Flawed Mayo Clinic Study Promotes Opioid Myths

By Crystal Lindell

A new study has been released analyzing why patients start taking opioids — but all the research actually does is perpetuate harmful myths about opioids and the patients who use them. 

The study, which was just published in the Journal of Pain, was conducted by researchers from the Mayo Clinic and the National Center for Complementary and Integrative Health. 

The researchers say this is “the first study to present nationally representative rates of incident prescription opioid use.” But it’s the headline from a Mayo Clinic article about the study that clarifies what the authors were actually trying to get at. It reads: “Who is choosing to use prescription opioids?”

“Choosing” – as though patients have any choice about whether or not they use opioids. 

Opioid medications are not sold over the counter, and many doctors today do everything possible to avoid prescribing them. So the idea that any patient can walk into a doctor’s office and “choose” opioids over alternative treatments is wildly naive, at best. 

I’ll go a step further and somewhat defend the doctors here: if a doctor is prescribing opioids in the current opioid-phobia environment, they are not doing it as a first-line treatment. They’ve  already tried non-opioid medications and non-pharmaceutical therapies, which didn’t work.

But let’s take a step back and look at exactly what the authors of the study claim their research found. In a nationwide survey of nearly 10,500 people conducted in 2019 and 2020, about 4% started using prescription opioids. Four percent isn’t much, but it was enough to surprise the researchers.

"One of the things that we noticed is that people are still utilizing opioids as an early resort or first line treatment, before trying non-opioid treatments first, which goes against best practice guidelines in healthcare," said lead author Ryan D'Souza, MD, a Mayo Clinic anesthesiologist. "This is a wake-up call to how high the incidence rate among new users continues to be."

A bit of a jump in my opinion, but let’s go with that. What are these "early resort or first-line” treatments that D’Souza and his co-author want patients to try before resorting to opioids? As they explain: "Nonpharmacologic modalities, over-the-counter medications, and other nonopioid analgesics as initial treatment for pain."

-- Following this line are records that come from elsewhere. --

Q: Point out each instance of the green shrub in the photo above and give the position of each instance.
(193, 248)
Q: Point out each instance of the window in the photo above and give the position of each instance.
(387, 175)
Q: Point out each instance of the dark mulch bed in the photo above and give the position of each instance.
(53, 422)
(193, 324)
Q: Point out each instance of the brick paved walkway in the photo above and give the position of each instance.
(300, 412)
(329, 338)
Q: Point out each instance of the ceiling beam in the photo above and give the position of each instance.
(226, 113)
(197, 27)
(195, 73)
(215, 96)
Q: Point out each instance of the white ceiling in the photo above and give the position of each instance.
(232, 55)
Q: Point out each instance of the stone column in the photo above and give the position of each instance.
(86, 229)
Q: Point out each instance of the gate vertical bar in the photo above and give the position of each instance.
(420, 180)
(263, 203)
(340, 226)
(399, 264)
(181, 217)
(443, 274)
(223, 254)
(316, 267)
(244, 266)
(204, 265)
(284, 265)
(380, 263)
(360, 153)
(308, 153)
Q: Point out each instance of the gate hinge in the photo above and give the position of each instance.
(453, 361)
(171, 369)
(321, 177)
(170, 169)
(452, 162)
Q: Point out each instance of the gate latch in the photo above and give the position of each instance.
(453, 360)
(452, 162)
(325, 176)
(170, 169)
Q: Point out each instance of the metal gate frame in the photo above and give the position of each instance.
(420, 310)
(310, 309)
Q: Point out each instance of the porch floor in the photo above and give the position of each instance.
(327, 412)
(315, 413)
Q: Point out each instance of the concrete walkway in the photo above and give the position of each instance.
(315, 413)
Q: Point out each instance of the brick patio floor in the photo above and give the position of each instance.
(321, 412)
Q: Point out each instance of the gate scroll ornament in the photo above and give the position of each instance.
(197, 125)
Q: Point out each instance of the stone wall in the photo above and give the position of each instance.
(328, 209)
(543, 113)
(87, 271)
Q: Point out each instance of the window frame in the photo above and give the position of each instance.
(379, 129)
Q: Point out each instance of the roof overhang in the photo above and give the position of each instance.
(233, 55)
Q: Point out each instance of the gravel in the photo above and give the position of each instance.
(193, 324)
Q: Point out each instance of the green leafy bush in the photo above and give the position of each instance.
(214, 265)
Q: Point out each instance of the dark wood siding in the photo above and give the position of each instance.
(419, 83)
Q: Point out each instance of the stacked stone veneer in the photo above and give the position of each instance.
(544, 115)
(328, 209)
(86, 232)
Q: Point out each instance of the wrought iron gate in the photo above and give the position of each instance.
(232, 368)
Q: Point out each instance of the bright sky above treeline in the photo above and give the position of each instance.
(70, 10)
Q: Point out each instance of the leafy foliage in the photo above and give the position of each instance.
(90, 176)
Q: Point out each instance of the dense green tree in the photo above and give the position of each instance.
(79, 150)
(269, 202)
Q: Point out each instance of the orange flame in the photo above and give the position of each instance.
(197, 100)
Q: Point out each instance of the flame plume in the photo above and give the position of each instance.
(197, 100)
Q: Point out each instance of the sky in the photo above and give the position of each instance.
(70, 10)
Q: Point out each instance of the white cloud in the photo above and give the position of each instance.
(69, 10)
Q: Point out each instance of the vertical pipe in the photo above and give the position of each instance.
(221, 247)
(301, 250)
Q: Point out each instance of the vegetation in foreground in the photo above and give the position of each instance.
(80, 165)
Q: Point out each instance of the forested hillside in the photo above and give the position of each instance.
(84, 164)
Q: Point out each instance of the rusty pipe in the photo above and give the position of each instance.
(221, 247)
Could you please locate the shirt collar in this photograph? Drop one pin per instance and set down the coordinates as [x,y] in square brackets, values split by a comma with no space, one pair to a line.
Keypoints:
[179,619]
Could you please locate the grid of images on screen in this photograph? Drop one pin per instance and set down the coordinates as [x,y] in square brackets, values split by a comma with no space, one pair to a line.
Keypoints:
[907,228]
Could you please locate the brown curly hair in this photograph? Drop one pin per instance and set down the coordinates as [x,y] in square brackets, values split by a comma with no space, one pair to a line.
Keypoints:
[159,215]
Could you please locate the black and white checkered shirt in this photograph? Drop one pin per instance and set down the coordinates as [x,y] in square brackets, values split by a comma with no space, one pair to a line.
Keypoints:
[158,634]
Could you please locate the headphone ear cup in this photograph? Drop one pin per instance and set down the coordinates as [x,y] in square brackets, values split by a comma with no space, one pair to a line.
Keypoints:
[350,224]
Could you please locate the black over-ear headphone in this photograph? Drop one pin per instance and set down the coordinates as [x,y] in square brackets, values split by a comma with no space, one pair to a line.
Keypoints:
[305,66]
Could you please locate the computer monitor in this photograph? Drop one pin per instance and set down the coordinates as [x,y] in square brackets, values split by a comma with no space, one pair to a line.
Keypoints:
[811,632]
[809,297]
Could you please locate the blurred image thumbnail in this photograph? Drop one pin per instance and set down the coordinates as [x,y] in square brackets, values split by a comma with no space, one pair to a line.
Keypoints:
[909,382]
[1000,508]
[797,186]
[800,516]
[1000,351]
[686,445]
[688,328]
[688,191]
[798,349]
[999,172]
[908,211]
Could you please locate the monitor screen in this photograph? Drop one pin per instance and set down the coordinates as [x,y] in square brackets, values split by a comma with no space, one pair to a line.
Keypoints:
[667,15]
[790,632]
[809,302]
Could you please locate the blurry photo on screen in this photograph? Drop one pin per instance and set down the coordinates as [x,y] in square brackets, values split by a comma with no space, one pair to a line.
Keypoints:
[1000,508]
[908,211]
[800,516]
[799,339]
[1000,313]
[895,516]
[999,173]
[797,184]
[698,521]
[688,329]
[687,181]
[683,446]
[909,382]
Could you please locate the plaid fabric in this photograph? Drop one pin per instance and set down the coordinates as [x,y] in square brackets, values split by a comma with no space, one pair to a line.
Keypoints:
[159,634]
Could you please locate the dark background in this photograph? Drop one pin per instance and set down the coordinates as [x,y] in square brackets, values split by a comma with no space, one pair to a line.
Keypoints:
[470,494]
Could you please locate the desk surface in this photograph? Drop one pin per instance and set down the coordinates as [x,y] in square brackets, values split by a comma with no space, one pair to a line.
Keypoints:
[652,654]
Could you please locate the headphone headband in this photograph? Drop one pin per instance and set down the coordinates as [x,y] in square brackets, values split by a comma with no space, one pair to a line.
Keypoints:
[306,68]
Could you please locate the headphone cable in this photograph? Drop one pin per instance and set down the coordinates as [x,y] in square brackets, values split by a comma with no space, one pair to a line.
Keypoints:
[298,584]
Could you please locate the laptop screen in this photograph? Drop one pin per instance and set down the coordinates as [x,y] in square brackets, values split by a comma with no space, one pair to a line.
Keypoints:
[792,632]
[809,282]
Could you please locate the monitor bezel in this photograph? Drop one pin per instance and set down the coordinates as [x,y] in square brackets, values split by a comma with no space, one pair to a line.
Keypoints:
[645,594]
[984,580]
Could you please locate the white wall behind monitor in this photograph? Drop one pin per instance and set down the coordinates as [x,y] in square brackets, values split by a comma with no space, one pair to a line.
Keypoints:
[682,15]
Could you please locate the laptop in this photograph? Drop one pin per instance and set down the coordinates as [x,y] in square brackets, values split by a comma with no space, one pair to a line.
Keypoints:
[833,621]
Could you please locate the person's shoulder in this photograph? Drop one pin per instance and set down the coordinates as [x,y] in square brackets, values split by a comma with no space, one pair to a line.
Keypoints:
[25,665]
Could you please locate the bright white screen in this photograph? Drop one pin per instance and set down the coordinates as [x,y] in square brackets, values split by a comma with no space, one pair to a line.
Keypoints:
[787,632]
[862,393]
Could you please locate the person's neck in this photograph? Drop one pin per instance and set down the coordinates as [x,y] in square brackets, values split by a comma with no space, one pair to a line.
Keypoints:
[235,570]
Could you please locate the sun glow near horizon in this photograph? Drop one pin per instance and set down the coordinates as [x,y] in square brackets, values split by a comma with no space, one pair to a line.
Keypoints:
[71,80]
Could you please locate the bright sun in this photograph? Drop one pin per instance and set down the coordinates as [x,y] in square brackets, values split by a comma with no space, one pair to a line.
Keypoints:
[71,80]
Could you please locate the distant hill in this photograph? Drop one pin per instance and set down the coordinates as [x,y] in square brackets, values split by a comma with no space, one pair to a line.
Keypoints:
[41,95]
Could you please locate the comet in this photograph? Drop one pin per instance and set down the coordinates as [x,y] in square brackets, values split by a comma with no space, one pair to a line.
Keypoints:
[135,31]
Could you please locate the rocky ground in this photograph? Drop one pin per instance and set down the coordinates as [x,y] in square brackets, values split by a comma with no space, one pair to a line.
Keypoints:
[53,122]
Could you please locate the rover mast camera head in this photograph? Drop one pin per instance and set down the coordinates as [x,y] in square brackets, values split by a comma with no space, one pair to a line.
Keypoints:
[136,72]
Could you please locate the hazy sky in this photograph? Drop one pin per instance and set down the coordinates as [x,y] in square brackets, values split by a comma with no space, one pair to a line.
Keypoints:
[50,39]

“Nonpharmacologic modalities” means things like physical therapy and cognitive therapy. “Over-the-counter medications and “nonopioid analgesics” means pain relievers like ibuprofen and acetaminophen (Advil and Tylenol) or prescription medications like gabapentin.

Well, I have some great news for the researchers who did this study: Every single patient asking a doctor for opioid pain medication has already tried Advil. 

It’s also worth noting that some of the data was collected in 2020, which is infamous for being a year that greatly disrupted medical care because of COVID. It was the kind of disruption that literally limited how much access patients had to physical therapy and in-person cognitive therapy. So yes, some patients may have resorted to opioids during that time.

Also, physical and cognitive therapy are both significantly more expensive than hydrocodone, even if you have insurance. Both therapies require multiple sessions — sometimes in the same week — and most insurance companies require a copay for each session. So the difference in price can be dramatic, not to mention the cost of time away from work and family to go to appointments. 

The other major flaw in their list of alternatives is that none of them are great at treating pain quickly. Physical therapy may help over a period of weeks or months, but it’s not going to be much help to an arthritis patient who needs to get work on Monday. And there’s little data showing medications like gabapentin are effective at all when it comes to pain. 

In fact, the researchers found that “ineffective pain treatment” was the primary reason people were given a new prescription for opioids. Other leading factors for opioid use are three or more visits to the ER in one year; having four or more painful conditions; and having two or more disabilities.

Anyone with that many strikes against them probably needs opioids, yet the authors are still troubled that “some participants are using opioids… instead of following various best-practice guidelines.”

As is the case for most medical research, both the data collection and the conclusions drawn by the authors seem to have been done with zero input from any actual patients. That’s the foundational problem for the entire study. None of the conclusions factor in real life situations. 

Studies like this one that demonize every single use of opioids would have a lot more sway if there were actually effective opioid alternatives available. As it stands now, patients do not have an option between “an effective, non-addictive pain medication” and “an effective, always addictive pain medication.” 

In reality, the options are usually between “ineffective, non-addictive medication” and “effective and rarely addictive medication.” 

Anyone who’s actually experienced real pain will tell you that when those are the choices, the “effective” medication wins every time. 

It’s so exhausting that we are still dealing with such flawed thinking from the medical community when it comes to opioids. I understand that opioids make an easy villain in healthcare, but opioids are not a magical, always-addictive medication — no matter how many times the medical community tries to convince us otherwise.

I know this because most patients who undergo general anesthesia are routinely given the opioid medication fentanyl — and none of them wake up post-op suddenly addicted to opioids. In fact, most people who take opioids in any setting never develop problematic use.

So we would be wise to remember that the real villain isn’t opioids. It’s the problem they’re trying to address: pain.